The first state governments that Google will partner with include Arizona, California, Utah and Virginia, and the charge is to increase the crawlability of their respective Web sites and invisible databases for all major search engines - not just Google - via the Sitemaps.org protocol. The company also plans to educate government CTOs and CIOs on basic crawlability principles.
In effect, Google's efforts will result in the wider broadcasting of public data into the results pages of the major search engines, representing one of the biggest steps in the accessibility and distribution of pubic information since governments began making data accessible on Web sites.
J.L. Needham, manager of the Public Sector initiative, elaborated on the types of data the company is looking for: "Google is not seeking to make any specific type of information in a public government database accessible to search engine users -- we're intent on making all such information accessible.," said Needham. "So, this includes property records, court records, reports from a department of education on school performance, a health department's licensing records from medical practitioners, RFPs from a housing authority, a workforce services agency's job postings service, and on down [the] list of the dozens of governmental information services. If it's public information and not in a search engine, it's the target of Google's initiative."
Needham also pointed out that Google is only seeking data intended by the government to be truly public. He says, "Where the laws of a jurisdiction or procedures of a given agency render a particular type of information inaccessible to the public (such as California's law on driver's license data), such information falls outside the scope of this effort."

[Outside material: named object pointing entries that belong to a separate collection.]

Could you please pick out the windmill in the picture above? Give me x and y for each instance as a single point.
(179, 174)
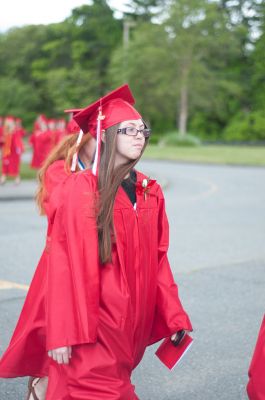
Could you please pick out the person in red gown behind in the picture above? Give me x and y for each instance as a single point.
(1, 132)
(110, 290)
(26, 354)
(256, 384)
(42, 140)
(12, 149)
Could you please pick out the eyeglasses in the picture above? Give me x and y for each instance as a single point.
(132, 131)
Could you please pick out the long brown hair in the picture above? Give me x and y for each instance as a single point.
(63, 151)
(109, 180)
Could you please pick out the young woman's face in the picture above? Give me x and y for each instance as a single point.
(129, 147)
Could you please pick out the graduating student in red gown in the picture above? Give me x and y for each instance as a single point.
(110, 289)
(256, 384)
(12, 148)
(42, 140)
(26, 354)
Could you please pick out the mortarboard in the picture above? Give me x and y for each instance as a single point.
(109, 110)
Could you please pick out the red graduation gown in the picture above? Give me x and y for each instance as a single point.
(108, 313)
(42, 143)
(26, 354)
(11, 160)
(256, 384)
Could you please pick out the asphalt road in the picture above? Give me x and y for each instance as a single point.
(217, 254)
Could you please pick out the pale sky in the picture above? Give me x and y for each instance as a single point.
(27, 12)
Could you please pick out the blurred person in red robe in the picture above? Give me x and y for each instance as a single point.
(12, 149)
(1, 132)
(72, 126)
(26, 354)
(256, 384)
(110, 290)
(42, 140)
(60, 130)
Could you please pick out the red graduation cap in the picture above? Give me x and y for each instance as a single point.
(109, 110)
(116, 106)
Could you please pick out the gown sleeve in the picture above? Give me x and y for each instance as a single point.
(170, 315)
(73, 270)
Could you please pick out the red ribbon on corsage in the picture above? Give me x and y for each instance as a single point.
(143, 188)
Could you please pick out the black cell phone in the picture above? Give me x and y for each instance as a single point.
(180, 336)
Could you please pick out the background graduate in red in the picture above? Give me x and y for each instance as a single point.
(42, 140)
(12, 148)
(26, 354)
(256, 384)
(110, 289)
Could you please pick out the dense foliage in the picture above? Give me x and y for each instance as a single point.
(195, 66)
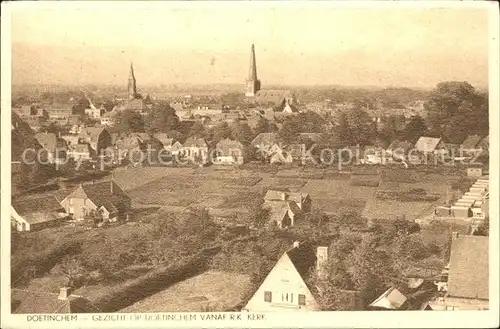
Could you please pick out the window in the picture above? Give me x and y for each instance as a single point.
(302, 299)
(268, 296)
(287, 298)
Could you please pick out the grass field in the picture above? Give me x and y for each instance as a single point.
(229, 188)
(210, 291)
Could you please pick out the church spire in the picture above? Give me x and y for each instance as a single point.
(252, 84)
(252, 75)
(132, 88)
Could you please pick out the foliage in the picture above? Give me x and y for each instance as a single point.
(455, 110)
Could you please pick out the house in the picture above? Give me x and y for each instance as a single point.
(467, 286)
(286, 208)
(471, 144)
(94, 113)
(108, 119)
(105, 197)
(195, 150)
(54, 148)
(98, 138)
(34, 214)
(40, 302)
(280, 157)
(80, 152)
(428, 145)
(264, 141)
(392, 299)
(229, 151)
(286, 287)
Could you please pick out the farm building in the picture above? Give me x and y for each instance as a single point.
(36, 213)
(392, 299)
(467, 284)
(105, 197)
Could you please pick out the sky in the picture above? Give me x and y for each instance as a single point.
(203, 43)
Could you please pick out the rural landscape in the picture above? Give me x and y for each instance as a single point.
(250, 196)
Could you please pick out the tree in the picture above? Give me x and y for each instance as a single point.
(414, 129)
(72, 269)
(129, 121)
(161, 118)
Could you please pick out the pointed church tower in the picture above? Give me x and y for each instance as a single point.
(132, 89)
(252, 84)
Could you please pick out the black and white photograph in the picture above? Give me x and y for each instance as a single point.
(200, 163)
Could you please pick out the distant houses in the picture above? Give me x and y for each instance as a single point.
(466, 287)
(32, 214)
(104, 199)
(229, 151)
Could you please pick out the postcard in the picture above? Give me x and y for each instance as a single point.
(250, 164)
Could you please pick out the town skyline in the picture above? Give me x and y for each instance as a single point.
(418, 44)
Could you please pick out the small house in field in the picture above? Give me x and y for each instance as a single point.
(54, 148)
(106, 198)
(286, 209)
(34, 214)
(467, 284)
(41, 302)
(195, 150)
(229, 152)
(285, 288)
(391, 299)
(288, 288)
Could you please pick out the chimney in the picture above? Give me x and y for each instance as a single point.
(64, 293)
(321, 261)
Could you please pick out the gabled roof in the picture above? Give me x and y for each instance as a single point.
(164, 138)
(427, 144)
(195, 142)
(391, 299)
(405, 146)
(265, 139)
(471, 142)
(38, 210)
(303, 258)
(39, 302)
(469, 270)
(91, 133)
(227, 144)
(100, 194)
(80, 148)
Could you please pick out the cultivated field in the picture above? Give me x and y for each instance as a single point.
(210, 291)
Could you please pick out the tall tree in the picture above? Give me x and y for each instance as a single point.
(129, 121)
(455, 103)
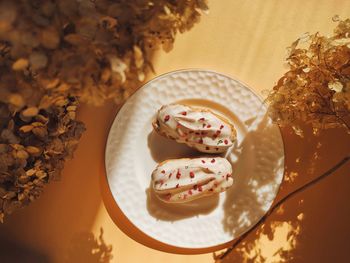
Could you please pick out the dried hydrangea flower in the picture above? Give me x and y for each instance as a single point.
(316, 89)
(58, 52)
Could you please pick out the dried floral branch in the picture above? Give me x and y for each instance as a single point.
(316, 89)
(280, 202)
(56, 53)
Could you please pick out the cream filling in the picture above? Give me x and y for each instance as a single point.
(184, 180)
(198, 128)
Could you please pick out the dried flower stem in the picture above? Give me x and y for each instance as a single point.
(281, 201)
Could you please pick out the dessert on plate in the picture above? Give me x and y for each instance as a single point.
(197, 127)
(184, 180)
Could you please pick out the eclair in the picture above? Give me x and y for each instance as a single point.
(184, 180)
(198, 128)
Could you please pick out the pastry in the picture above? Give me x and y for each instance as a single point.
(184, 180)
(198, 128)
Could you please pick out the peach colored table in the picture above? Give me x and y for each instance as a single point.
(245, 39)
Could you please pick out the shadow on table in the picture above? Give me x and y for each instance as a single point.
(289, 234)
(257, 171)
(13, 251)
(85, 247)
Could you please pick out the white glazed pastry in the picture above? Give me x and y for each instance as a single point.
(183, 180)
(198, 128)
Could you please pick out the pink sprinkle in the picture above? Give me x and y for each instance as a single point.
(178, 175)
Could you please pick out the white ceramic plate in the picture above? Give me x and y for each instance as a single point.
(133, 151)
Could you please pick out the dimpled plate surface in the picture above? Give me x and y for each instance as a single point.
(132, 152)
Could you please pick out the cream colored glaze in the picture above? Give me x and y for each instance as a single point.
(197, 127)
(184, 180)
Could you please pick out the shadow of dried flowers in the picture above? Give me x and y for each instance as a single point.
(87, 248)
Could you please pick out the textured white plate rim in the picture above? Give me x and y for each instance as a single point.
(205, 71)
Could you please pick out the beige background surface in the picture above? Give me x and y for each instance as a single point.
(246, 39)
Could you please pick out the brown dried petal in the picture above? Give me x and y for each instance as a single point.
(30, 112)
(20, 64)
(26, 128)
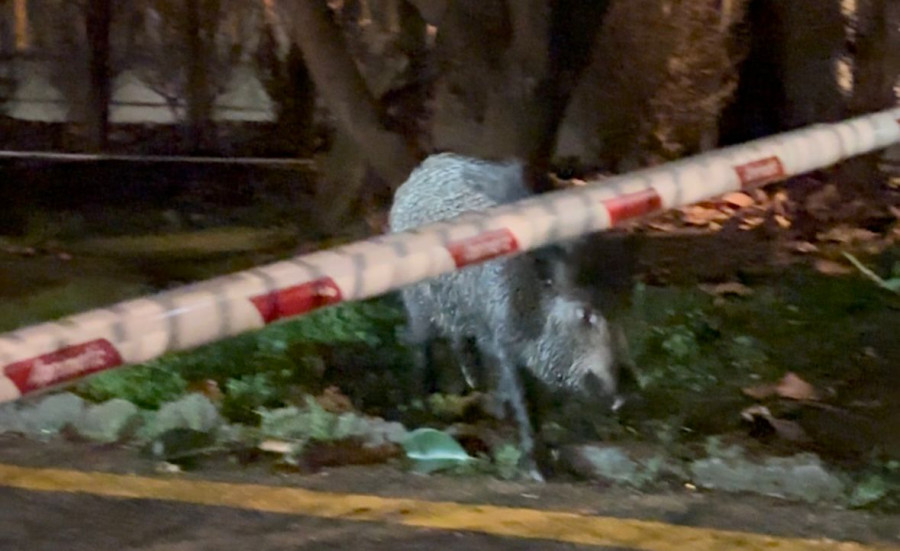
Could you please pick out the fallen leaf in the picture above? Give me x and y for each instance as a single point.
(760, 392)
(846, 234)
(661, 226)
(333, 401)
(729, 288)
(696, 215)
(751, 222)
(782, 221)
(830, 267)
(738, 199)
(280, 447)
(793, 387)
(804, 247)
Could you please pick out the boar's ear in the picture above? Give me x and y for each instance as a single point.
(554, 264)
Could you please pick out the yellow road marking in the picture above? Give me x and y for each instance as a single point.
(487, 519)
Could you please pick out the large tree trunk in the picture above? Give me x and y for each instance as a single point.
(877, 66)
(97, 22)
(508, 72)
(344, 90)
(788, 78)
(199, 100)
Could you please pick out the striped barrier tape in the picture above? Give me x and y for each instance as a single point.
(43, 356)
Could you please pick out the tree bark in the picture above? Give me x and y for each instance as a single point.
(199, 102)
(875, 75)
(344, 91)
(97, 22)
(787, 80)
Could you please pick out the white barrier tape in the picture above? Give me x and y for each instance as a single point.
(152, 159)
(42, 356)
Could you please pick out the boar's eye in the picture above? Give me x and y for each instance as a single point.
(587, 315)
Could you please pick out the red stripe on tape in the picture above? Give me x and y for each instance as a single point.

The implications are tremendous on a variety of fronts, including the potential for access to previously obscured databases, increased transparency of government data, and the provision of stiff competition from search engines to companies that profit from fee-based public data access. There is also potential for citizens to collaboratively assist the government in helping to scrub incorrect information, or remove data that is not intended to be public, such as Social Security numbers.
While it is every citizen's right to have open access to public data, the idea of having certain types of information exposed on the Web will likely make many feel a bit squeamish, especially when it is tied into common-name- and corporate-identity-related searches.

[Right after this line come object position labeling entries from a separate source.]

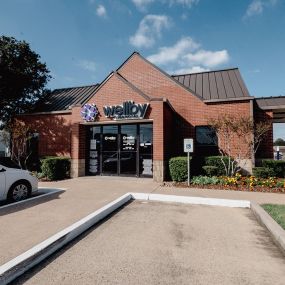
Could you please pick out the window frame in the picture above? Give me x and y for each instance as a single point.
(205, 145)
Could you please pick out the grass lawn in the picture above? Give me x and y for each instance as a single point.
(277, 212)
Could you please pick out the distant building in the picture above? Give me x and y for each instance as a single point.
(137, 118)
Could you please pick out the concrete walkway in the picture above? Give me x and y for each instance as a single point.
(23, 227)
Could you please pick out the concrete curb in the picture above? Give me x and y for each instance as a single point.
(46, 190)
(277, 233)
(192, 200)
(17, 266)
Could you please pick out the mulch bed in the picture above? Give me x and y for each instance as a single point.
(222, 187)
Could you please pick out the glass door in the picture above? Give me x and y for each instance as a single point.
(145, 150)
(128, 150)
(110, 150)
(94, 150)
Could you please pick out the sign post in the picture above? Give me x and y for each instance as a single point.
(188, 147)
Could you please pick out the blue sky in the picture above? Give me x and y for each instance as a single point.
(82, 41)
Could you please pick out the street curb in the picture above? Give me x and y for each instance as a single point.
(17, 266)
(275, 230)
(20, 264)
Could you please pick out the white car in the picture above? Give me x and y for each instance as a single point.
(16, 184)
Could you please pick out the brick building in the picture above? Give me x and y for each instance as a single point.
(137, 118)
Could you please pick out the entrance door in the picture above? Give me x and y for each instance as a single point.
(145, 150)
(110, 154)
(120, 150)
(128, 150)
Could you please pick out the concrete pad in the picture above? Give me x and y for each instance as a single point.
(154, 243)
(258, 197)
(22, 229)
(28, 226)
(277, 233)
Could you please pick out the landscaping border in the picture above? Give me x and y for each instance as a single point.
(17, 266)
(47, 191)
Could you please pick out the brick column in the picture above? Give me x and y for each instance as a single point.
(78, 141)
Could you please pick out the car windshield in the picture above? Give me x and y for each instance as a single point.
(7, 162)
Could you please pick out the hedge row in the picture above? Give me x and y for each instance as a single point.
(270, 168)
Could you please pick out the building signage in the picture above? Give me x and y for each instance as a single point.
(129, 110)
(89, 112)
(188, 145)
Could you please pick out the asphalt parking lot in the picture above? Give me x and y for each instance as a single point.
(161, 243)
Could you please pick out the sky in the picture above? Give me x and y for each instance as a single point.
(82, 41)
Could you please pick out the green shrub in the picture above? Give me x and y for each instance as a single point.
(278, 166)
(210, 170)
(178, 168)
(205, 180)
(55, 168)
(263, 172)
(217, 161)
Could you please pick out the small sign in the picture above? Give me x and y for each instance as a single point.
(188, 145)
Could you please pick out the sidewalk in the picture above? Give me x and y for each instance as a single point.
(22, 229)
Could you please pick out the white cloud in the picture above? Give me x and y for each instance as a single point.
(149, 30)
(142, 4)
(173, 53)
(184, 3)
(208, 58)
(88, 65)
(187, 56)
(193, 69)
(101, 11)
(256, 7)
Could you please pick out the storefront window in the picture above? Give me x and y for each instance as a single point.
(94, 150)
(120, 150)
(206, 136)
(128, 154)
(145, 149)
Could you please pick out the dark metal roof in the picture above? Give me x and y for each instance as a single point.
(62, 99)
(224, 84)
(268, 103)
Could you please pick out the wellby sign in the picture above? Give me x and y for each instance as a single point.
(128, 110)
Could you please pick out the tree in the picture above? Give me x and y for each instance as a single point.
(22, 78)
(239, 139)
(279, 142)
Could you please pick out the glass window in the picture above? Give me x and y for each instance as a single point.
(129, 137)
(146, 138)
(206, 136)
(110, 138)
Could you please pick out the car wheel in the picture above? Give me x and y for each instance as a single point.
(19, 191)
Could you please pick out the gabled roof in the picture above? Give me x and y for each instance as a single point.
(218, 85)
(63, 99)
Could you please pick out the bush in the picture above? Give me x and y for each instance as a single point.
(263, 172)
(55, 168)
(210, 170)
(278, 166)
(205, 180)
(217, 162)
(178, 168)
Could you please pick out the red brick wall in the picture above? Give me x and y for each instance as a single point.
(190, 110)
(54, 132)
(265, 149)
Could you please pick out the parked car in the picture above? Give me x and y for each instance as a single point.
(15, 184)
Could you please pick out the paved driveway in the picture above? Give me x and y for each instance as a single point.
(159, 243)
(27, 226)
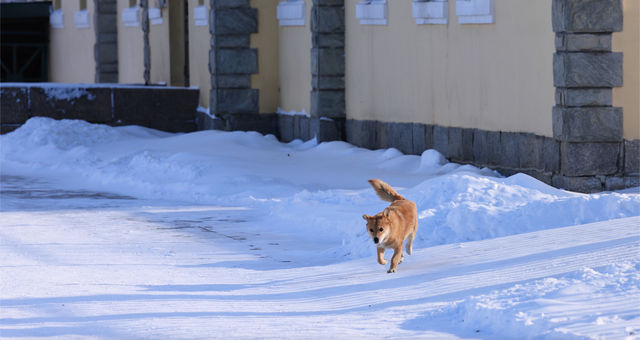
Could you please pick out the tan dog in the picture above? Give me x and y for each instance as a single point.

I ran a few sample queries related to some of the public records that have been made available, and found many to rank highly for proper name and corporate name queries. For one person who was a real estate broker, a search of his proper name yielded a #1 result in Google, suggesting a "consumer complaint," a "disciplinary action," and a two-month "suspension of broker license "-- all included in the snippet of text in the SERP.

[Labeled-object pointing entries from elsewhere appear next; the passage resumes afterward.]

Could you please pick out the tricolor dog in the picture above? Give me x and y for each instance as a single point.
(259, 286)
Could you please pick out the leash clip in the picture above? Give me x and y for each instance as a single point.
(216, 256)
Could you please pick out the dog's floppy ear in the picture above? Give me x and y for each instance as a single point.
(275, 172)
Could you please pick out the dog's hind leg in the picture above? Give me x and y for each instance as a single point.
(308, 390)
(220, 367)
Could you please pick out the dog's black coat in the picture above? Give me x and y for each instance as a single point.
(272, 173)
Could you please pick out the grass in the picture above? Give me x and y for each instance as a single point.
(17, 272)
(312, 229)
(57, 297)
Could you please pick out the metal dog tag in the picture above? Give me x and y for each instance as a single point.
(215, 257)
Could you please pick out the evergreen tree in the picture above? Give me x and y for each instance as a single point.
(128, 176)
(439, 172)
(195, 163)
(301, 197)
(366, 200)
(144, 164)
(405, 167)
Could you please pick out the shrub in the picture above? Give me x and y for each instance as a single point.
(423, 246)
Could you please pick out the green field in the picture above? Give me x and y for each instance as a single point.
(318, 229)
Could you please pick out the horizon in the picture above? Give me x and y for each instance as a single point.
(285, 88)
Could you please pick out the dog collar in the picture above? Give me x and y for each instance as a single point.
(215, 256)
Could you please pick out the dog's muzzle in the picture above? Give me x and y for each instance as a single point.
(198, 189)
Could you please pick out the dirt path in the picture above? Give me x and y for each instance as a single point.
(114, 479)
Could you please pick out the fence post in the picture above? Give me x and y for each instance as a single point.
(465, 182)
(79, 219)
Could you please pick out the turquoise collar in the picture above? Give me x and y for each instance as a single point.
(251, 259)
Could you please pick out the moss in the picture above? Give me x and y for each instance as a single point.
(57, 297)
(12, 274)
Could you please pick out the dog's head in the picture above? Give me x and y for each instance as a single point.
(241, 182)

There are two basic dynamics to this example search. The first is that if I happened to be researching this person in the interest of listing my house for sale, the information would be invaluable in making a decision whether or not to do business with him. Before search engines, this type of access might have taken days or weeks to access, or required a trip down to the public records building. But instead, as Needham put it, "[we would like to] ensure that citizens are just one search away from the information in public databases."
The second dynamic is of the real estate broker's perception of this results set. Upon becoming aware of his listing in the search results, he may believe that the sum of his identity, as inferred by a #1 ranking in Google, is unfair and not representative of his life and work. As this result is now a threat to his livelihood, he has a strong motivation to have this listing removed, or at least pushed down. The same might go for anyone else who did not like the perception of the way the results are stacked against their name, whether it is perceived to be a privacy violation, incorrect data or confusion of identity.
If the idea of Google and other search engines making this data easier to access seems outrageous, stop and take a deep breath, and remember: it's all public data. Open accessibility to public data is what the U.S. Government fully intended at its conception, partially in order to maintain the honesty and integrity of those who govern.
A generation ago, the main forms of accessing government documents were either via snail mail, phone, or a trip down to your local, state or federal archives - the latter more than average citizens could afford to exercise their rights. As Needham also said, "We should expect all information made public by our government to be truly public, which means accessiblity through search engines."
Google's goals and scope of the initiative are clear, and there's no question that the SERPs are about to be silently shaken up a bit. And it's going to be a wild ride for reputation management, accountability, open accessibility and search engine marketers alike.
Correction: Monday's Search Insider cited eBay's Google Search ad spend as $26 million monthly (prior to pulling out of Google Search advertising). The correct amount was roughly $25 million, quarterly.